И запел, заунывно причитая:

– Пять веков правит в Биармии богиня Юмала, пять веков несут ей люди золото, лучшие меха, всякую добычу, которую не едят. Живет Юмала в горе, которая поднялась до неба, до чертогов Одина, сторожит ее старуха колдунья, седая, одноглазая, один зуб, и тот ядовитый. Варит сонное зелье из жаб, мышей и змей, поит прекрасную дочь короля Годмунда Лейлу, а красавица привязана белокурыми волосами за крюк, вбитый в каменную стену пещеры.

Грузный Карли засопел, глаза налились кровью.

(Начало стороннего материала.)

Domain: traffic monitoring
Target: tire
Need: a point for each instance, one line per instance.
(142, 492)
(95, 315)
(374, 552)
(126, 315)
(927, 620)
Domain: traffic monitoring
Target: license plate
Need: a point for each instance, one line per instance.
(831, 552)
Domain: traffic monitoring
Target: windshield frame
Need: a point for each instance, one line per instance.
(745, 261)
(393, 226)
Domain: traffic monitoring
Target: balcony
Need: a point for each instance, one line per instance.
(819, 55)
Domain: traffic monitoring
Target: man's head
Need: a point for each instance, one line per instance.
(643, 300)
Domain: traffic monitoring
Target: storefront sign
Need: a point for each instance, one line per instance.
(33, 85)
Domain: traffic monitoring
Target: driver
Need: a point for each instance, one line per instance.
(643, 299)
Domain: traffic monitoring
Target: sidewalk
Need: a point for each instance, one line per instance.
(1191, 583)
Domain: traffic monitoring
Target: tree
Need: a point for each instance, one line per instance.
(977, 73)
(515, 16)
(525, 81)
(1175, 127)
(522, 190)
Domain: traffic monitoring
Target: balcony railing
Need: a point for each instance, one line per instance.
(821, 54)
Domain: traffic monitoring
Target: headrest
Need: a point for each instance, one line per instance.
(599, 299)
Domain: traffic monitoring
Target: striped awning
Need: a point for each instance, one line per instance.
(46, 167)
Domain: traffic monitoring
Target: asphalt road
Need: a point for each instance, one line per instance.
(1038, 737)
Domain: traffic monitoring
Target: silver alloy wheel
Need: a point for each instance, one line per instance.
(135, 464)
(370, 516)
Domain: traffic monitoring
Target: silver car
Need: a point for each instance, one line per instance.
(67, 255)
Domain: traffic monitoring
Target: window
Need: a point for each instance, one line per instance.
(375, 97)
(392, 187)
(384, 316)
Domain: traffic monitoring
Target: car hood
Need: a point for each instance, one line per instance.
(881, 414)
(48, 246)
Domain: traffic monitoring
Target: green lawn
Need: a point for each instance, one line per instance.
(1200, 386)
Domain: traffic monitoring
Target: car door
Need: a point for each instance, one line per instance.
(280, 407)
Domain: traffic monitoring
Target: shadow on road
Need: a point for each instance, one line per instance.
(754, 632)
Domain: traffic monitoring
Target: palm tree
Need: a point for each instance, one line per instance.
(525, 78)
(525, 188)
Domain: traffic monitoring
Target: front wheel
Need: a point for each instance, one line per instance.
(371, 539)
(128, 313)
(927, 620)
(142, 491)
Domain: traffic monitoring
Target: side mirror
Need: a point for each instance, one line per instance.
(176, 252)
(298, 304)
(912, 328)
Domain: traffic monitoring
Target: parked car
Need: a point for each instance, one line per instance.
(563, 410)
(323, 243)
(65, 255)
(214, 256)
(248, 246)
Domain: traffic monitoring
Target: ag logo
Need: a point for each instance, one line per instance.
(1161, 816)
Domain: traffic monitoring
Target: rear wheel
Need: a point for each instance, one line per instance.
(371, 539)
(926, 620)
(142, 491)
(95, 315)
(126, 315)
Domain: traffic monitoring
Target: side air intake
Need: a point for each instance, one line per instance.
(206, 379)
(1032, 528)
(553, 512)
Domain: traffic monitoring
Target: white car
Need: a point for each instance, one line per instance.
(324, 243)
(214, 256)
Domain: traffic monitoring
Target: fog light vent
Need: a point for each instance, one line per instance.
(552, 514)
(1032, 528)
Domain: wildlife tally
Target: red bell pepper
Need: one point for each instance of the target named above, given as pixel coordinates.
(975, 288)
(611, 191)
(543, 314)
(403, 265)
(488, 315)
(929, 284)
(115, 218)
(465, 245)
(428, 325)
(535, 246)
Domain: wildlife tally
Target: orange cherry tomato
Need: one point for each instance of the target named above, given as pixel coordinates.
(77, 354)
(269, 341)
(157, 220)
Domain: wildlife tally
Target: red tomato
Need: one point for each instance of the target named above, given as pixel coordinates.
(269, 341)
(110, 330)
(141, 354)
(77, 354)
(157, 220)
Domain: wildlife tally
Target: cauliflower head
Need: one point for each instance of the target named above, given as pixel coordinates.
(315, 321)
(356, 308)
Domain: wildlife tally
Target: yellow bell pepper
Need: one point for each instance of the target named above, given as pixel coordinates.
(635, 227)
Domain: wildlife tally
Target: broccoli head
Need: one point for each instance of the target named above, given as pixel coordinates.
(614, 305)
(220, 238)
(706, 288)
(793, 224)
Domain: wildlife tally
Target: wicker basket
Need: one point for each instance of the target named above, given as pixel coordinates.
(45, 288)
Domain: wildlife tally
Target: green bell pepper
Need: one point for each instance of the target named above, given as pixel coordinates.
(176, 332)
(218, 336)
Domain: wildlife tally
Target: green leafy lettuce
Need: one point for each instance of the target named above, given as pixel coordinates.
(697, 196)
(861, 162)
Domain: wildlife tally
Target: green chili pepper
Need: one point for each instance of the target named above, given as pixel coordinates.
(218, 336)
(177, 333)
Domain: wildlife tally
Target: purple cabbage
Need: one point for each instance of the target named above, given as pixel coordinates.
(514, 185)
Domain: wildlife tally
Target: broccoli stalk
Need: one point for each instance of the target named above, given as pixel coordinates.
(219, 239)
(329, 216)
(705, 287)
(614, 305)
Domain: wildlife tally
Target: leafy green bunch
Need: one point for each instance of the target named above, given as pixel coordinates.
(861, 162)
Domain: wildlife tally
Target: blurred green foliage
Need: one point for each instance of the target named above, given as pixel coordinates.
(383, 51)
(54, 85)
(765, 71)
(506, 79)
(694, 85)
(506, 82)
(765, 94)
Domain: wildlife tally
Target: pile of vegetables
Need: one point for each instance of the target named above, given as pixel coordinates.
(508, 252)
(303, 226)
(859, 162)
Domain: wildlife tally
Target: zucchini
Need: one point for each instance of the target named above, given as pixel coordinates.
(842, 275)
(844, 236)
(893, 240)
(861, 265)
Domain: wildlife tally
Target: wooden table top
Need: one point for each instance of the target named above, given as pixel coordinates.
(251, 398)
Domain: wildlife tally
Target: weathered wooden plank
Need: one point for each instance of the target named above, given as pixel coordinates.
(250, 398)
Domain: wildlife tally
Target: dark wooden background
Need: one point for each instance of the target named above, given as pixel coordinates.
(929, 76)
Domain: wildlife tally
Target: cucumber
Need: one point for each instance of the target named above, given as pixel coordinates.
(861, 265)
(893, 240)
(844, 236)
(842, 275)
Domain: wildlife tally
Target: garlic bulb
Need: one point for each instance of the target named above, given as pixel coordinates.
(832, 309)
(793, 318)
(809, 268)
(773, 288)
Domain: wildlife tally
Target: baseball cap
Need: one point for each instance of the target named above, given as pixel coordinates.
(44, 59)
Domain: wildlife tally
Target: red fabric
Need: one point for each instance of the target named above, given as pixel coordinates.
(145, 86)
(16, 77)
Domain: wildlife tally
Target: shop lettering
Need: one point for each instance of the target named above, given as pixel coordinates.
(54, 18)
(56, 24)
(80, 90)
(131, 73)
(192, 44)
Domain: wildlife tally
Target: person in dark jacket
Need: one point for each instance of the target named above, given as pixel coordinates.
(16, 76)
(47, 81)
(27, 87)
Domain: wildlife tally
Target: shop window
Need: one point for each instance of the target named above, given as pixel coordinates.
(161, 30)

Гунстейн хлопал белесыми ресницами, глядел в потолок..

– Все это - вранье, бабьи сказки, не мне бы петь, не вам, воины, слушать,- сказал вдруг Снорри обычным голосом и хрипло захохотал.- Говорили мне старые друиды, которые умеют чертить на шкурах значки, и шкура помнит прошлые дела, что золотую богиню взяли в Риме парни из Биармии с реки Юг, имя племени Югра, и везли они в лодках по Дунаю до моря и по Днепру через пороги до нашего волока, а потом к себе на Юг. И еще везли деньги для богини, гуся бронзового какого-то. Было это пять веков назад. А вам бы, воины, не задирать тут стариков, не смеяться над убожеством, а пойти в Белое море к Холмграду, поискать дороги в Югру и Юмалу пограбить.